By JOHN P. TRETBAR
For the first time, the government reports weekly crude production in the United States of 11 million barrels per day. Weekly totals from the Energy Information Administration, rounded to the nearest 100,000 barrels, have been hovering at 10.9 million barrels per day for several weeks.
Baker Hughes reported a dip in the national rig counts, dropping five oil rigs and two gas rigs to 1,046 nationwide. The counts were down three in Oklahoma and down five in Texas. Canada reports 211 active drilling rigs, up 14 over the last week. Independent Oil & Gas Service reports the statewide drilling rig count in Kansas was flat last week, 19 active rigs east of Wichita, down one, and 30 in western Kansas, up one. The total is more than two percent higher than a week ago, and nearly 29% higher than a year ago. Drilling is underway or about to begin at four sites in Barton and Stafford counties. Operators are moving in completion tools to four wells in Barton County and five in Ellis County.
Operators filed 21 new drilling permits last week across Kansas, 906 so far this year. There are 13 new permits in eastern Kansas and eight west of Wichita, including one in Ellis County. Independent Oil & Gas Service reported 37 newly-completed oil and gas wells across Kansas for the week, 20 of them east of Wichita and 17 in the western half of the state, including one in Ellis County. Operators have completed 853 wells so far this year.
Meridian Energy group moves forward with efforts to build a refinery situated in the heart of the Bakken Shale region of North Dakota but also about three miles from a national park. Meridian has let a contract for site, civil design and construction services for the first new refinery to a Bismarck, North Dakota firm. Earlier, three environmental groups filed another lawsuit, this time to block the air-quality permit granted by the state’s health department last year. Another lawsuit challenges the zoning decision.
The State of North Dakota set production records for oil and gas in May, but did not meet the state’s goals to reduce flaring. The state’s Oil and Gas Division reported production of 1.24 million barrels per day for the month of May, beating the previous record from December of 2014 by more than 17,000 barrels. The gas capture rate fell 2% short of the state’s goals, which are set to go up in November.
North Dakota on Friday demanded $38 million from the federal government to reimburse the state for costs associated with policing large-scale and prolonged protests against the Dakota Access oil pipeline.
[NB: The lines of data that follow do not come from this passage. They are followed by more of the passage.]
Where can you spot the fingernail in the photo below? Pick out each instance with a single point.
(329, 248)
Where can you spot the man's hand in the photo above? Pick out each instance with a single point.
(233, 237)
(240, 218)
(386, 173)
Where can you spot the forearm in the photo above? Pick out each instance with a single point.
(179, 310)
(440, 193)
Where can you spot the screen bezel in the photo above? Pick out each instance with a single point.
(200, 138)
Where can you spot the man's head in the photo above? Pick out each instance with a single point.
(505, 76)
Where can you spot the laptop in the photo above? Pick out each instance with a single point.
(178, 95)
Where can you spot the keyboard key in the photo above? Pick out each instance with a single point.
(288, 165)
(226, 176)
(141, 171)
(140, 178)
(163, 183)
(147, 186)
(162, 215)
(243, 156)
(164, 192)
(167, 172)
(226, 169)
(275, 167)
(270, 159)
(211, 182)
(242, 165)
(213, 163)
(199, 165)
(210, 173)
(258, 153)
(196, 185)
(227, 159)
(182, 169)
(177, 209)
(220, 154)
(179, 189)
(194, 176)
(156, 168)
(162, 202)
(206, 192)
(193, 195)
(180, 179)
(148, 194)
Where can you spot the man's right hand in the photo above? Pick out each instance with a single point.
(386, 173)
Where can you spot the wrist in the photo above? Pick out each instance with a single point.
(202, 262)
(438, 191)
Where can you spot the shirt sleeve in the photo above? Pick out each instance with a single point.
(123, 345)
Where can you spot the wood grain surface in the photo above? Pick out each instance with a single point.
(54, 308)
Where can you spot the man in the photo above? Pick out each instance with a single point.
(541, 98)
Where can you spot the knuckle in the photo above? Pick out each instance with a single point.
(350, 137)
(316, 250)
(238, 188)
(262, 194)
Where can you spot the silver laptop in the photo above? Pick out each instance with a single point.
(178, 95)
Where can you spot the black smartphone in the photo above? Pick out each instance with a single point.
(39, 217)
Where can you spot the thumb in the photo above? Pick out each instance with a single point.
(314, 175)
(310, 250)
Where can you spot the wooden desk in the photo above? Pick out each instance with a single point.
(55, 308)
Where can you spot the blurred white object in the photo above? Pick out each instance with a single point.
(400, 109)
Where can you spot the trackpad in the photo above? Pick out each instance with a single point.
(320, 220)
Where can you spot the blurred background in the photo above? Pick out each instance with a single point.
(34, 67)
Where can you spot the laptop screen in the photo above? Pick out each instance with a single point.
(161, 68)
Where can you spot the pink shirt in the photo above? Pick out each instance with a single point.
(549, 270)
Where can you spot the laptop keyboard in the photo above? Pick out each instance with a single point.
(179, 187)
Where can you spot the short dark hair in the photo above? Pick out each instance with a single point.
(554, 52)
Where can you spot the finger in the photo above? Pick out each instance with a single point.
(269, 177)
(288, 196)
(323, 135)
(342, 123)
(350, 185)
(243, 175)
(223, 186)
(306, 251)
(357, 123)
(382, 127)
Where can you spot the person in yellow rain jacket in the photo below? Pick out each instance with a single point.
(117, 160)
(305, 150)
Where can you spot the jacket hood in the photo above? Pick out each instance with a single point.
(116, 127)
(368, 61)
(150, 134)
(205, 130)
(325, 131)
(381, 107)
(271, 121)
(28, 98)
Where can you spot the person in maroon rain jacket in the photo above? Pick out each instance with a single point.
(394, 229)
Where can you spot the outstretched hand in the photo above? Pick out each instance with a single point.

An administrative claim against the Army Corps of Engineers contends the agency allowed protesters to illegally camp without a permit and failed to maintain law and order, which “…required North Dakota to provide a sustained, large-scale public safety response.”
A tanker is scheduled later this month to deliver the largest shipment of crude oil from Vancouver to China since January 2015. The Aframax tanker Serene Sea left a Kinder Morgan terminal in Vancouver July 4 with about 514,000 barrels of Canadian crude, and is expected to arrive in southern China July 26. Such shipments are rare, but Reuters reports they’ve picked up in recent months. For years, Canadian officials have pushed for an escalation in crude exports to rapidly growing Asian markets, but companies in oil-rich, and land-locked Alberta have limited capacity to move crude to the nation’s western coastline. Most of that winds up in the U.S.
Pipeline takeaway capacity in the Permian basin is tight and getting tighter. The US Energy Information Administration reported on one indicator, the number of drilled but uncompleted wells in the basin, which were up another 164 wells in June, following increases of 169 in May and 133 in April. Platts reports some experts are concerned that wells will need to be “banked,” held up for the next year or so, until new midstream pipeline capacity comes online late next year. Permian production is expected to add another 73,000 barrels per day in August, according to a government report. The U.S. Energy Information Administration predicts production among the top seven shale basins will rise 143,000 barrels per day in August, the second highest jump on record.
Concho Energy completes its merger with rival RSP Permian in a $9.5 billion deal. Concho becomes the largest unconventional shale operator in the Permian Basin with more than 1.2 billion barrels of oil equivalent in proved reserves.
The US has urged Russia and China to clamp down on repeated breaches of the oil sanctions regime imposed on North Korea, saying America had evidence of at least 89 illegal ship-to-ship oil transfers this year. Secretary of State Mike Pompeo made that call at the UN, the day after Russia and China rejected a call to step up sanctions.